Hey all, welcome back to part 5 of my wireless hacking set. Last week we looked at breaking WEP, so today i thought i would show how the handshake worked. Handshakes are key, they are the agreement and connection between the AP and the client. Without them there would be no connection at all.

Ethernet Frames

First important thing to understand is Ethernet frames. In a Ethernet packet (either wireless or wired), you have a number of sections.
  • Preamble

    This is 7 bytes and is for bit synchronization.
  • Start frame delimiter

    A single byte, used as a flag, and is the start of the frame
  • Destination Address

    48-bits, this is the MAC address for the packet's end point, used by routers to determine exactly what device for the packet to end up at.
  • Source address

    48-bits, this is the MAC address for the packets start point, so the end point knows who sent it. Also this is used so if the packet is corrupted or the endpoint is not found, a message can be sent to the sender so the sender isn't waiting for a reply forever.
  • Length/Ethernet Type

    This gives the ethernet type (Ethernet or Ethernet II). In 802.3(Ethernet), this would give the length of the data section (maximum 1500 bytes).
  • Data

    Exactly what it sounds like, this is the data being sent, up to 1500 bytes, in WEP which we talked about over the last few weeks, this would be the WEP packet we spoke of, so the IV + cypher text.
  • Padding

    For reasons related to CSMA/CD (which i won't get into today), a packet must be at least 64 bytes in total. If the data field + other fields do not fulfill this requirement, the padding is used to make sure the packet meets it minimum required length.
  • Checksum

    The Checksum, the saving grace of any packet of data, this is the answer to a simple one way algorithm run on the data to ensure when it reaches its end point it is still correct, and there are no 1's becoming 0's and vice versa.

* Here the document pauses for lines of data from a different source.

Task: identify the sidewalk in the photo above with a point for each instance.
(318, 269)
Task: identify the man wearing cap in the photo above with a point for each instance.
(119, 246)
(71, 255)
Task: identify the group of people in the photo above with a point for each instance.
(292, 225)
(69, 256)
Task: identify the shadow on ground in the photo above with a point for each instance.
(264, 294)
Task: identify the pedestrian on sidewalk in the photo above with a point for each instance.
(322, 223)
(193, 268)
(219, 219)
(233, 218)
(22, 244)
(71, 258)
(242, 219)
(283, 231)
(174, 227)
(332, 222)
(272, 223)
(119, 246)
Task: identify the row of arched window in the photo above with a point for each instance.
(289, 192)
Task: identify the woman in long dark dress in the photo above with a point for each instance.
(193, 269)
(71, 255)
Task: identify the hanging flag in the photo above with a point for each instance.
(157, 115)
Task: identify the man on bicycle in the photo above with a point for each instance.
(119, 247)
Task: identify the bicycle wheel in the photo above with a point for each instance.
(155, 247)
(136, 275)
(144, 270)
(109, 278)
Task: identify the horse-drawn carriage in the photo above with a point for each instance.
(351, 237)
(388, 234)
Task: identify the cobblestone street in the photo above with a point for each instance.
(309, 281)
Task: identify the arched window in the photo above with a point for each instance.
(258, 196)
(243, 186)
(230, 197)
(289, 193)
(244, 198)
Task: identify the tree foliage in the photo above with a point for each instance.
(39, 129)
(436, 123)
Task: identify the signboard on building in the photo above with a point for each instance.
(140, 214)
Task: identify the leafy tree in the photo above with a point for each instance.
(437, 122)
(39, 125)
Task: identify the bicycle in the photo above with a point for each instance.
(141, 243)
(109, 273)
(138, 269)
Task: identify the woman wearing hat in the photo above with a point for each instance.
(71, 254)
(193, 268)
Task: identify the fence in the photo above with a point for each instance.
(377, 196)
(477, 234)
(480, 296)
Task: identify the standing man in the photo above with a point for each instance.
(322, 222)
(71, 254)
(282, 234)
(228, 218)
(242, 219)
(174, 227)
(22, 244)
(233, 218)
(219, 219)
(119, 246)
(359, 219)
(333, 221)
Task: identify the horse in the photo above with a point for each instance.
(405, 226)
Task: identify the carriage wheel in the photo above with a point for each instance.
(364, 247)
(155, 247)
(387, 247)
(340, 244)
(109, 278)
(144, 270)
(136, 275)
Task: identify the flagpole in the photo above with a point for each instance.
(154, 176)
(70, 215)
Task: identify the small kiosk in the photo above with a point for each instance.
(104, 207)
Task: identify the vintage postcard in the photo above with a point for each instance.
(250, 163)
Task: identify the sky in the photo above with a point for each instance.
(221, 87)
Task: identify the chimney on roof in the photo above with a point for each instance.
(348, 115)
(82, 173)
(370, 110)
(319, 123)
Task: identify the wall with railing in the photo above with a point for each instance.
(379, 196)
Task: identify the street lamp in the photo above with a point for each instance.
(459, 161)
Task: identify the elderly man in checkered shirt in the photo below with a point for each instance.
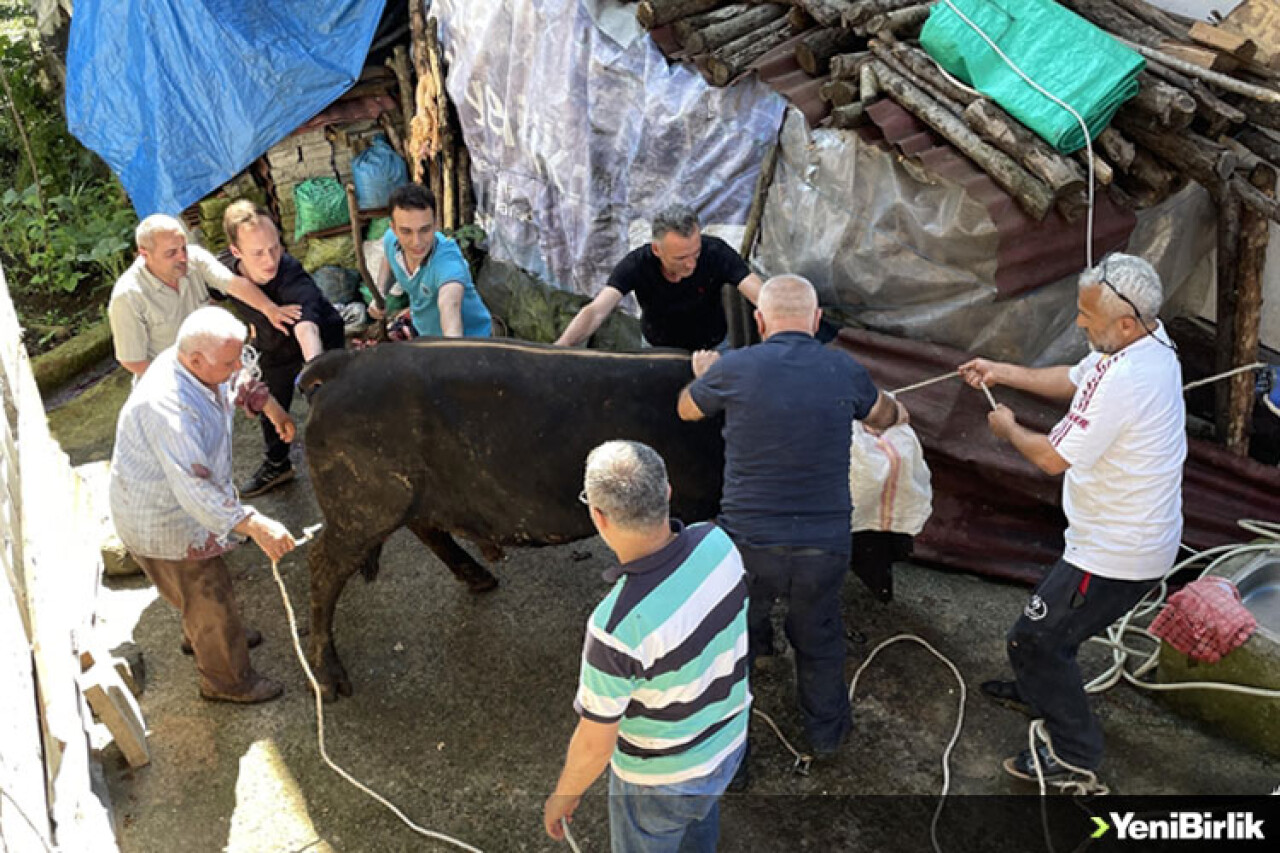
(174, 505)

Now as part of the start frame delimiter, there are some flags, these are just little extra bits that are sent in the frame, each is just a 1 or 0, indicating yes or no, just a couple of flags are SYN, ACK, RST and FIN, today we will focus on SYN and ACK.

The basic TCP handshake

For short, SYN is synchronize and ACK for acknowledge.

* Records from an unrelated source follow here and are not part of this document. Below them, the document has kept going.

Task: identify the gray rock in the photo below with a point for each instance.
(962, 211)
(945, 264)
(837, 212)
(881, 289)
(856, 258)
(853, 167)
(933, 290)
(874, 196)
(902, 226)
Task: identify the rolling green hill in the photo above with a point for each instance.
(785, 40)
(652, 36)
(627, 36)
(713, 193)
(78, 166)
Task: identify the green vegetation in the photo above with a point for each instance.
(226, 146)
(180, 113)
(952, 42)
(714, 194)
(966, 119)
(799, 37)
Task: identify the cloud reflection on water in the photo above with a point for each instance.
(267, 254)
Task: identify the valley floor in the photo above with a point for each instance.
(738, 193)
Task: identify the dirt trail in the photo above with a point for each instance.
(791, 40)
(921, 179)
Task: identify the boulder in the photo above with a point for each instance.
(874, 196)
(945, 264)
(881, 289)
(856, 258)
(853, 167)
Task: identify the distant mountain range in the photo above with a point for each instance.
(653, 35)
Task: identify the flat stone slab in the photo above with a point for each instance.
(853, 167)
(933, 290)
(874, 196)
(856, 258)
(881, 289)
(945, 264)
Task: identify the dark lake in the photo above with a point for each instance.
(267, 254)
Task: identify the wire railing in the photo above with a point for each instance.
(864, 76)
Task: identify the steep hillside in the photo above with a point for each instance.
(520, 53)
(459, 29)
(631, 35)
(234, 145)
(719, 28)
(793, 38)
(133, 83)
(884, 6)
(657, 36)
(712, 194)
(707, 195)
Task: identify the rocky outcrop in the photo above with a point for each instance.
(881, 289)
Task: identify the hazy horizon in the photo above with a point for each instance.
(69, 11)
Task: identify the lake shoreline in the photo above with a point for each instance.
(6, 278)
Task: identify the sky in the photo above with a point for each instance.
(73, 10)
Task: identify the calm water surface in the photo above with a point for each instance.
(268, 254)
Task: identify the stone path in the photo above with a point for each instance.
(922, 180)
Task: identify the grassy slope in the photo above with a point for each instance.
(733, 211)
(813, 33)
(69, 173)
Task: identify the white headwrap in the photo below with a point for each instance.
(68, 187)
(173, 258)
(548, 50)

The 3-way TCP handshake is very simple, as as a result i am leaving it as the first handshake we will cover, and is the basis i used to learn the 4-Way Handshake. The basis of the hand shake is as follows
SYN
SYN,ACK
ACK

All this is is a ask, a reply and a acknowledgement that the reply has been received.

I'm going to leave this here for this week as i am extremely tired from doing my CBT earlier today (british compulsory bike training, so i can get a motorbike, which of course will have a Yagi antenna strapped to it for a bit of war driving :) ).